Approximately 50% of breast carcinomas are resistant to tamoxifen. Preclinical studies have shown that ER-alpha S118-P is required for response to tamoxifen.
Göran Landberg, M.D., Ph.D., of the Breakthrough Breast Cancer Research Unit, School of Cancer, Enabling Sciences and Technology at the University of Manchester, and colleagues evaluated data from 239 premenopausal patients with breast cancer who participated in a randomized trial of 2 years of adjuvant tamoxifen treatment vs. no systemic treatment. The association between recurrence-free survival and ER-alpha S118-P expression in tumor tissue was investigated.

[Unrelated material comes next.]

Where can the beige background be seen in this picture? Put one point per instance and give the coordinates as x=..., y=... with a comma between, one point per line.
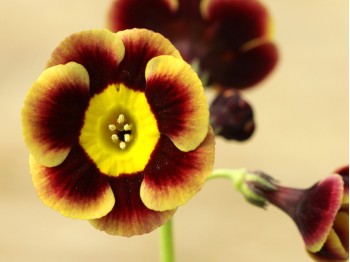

Researchers found evidence of a statistically significant recurrence-free survival benefit from adjuvant tamoxifen, compared with no systemic treatment, among patients whose tumors had high ER-alpha S118-P expression (23.7 vs. 72.2 recurrences per 1000 person-years) but not among patients whose tumors had low expression (51.0 vs. 57.0 recurrences per 1000 person-years). ER-alpha S118-P was not associated with a benefit among untreated patients.
"Our study highlights the importance of assessing the functionality of a drug target," the authors write. "Future studies are necessary to evaluate whether ER-alpha S118-P expression is associated with tamoxifen response among post-menopausal patients."